Both UK14304-induced vasoconstriction and ACh-induced vasodilation were similar in control and vibrated rats after 7 d of recovery (Figures 5A and 5C, respectively). There also were no changes in vascular NO_x concentrations (Figure 6). Although re-exposure to vibration after 7 d of recovery did not markedly affect UK14304-induced vasoconstriction, there was a resultant decreased responsiveness to ACh-mediated re-dilation (Figure 5B and 5D, respectively). This change in responsiveness to ACh was associated with a reduction in vascular NO_x concentrations in revibrated arteries (Figure 6).

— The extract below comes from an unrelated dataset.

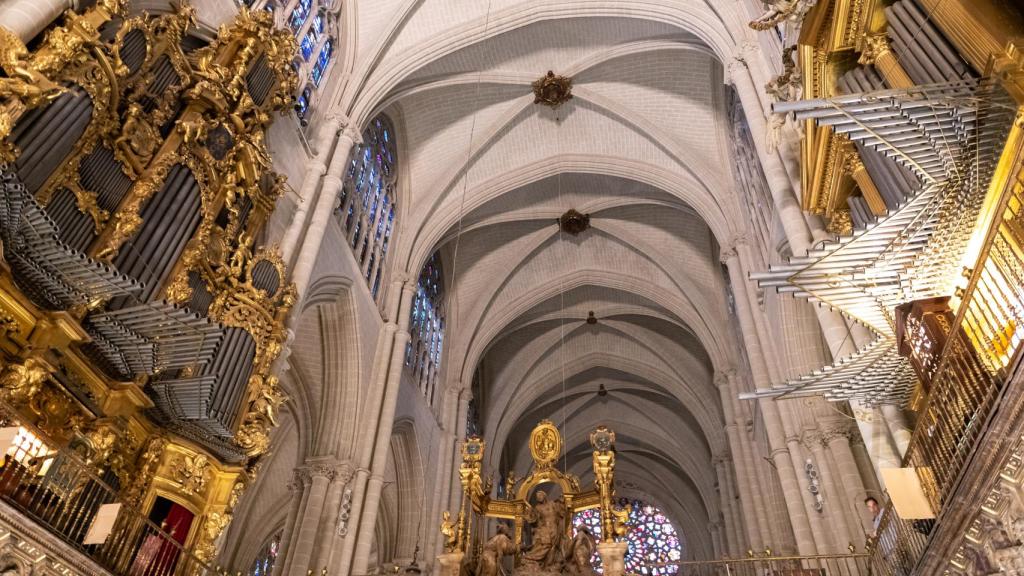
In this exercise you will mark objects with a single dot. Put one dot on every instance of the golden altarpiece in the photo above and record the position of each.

Arteries examined from animals following 9 d of recovery or 9 d of recovery and vibration did not display significant changes in UK14304-induced vasoconstriction (Figures 7A and 7B, respectively). Although there appeared to be an enhanced responsiveness to ACh-induced re-dilation after 9 d of recovery or recovery and vibration, the dose-dependent changes in artery diameter were not significant (Figure 7C and 7D, respectively). However, vascular NO_x concentrations were increased in arteries from both vibrated groups after 9 d of recovery (Figure 8).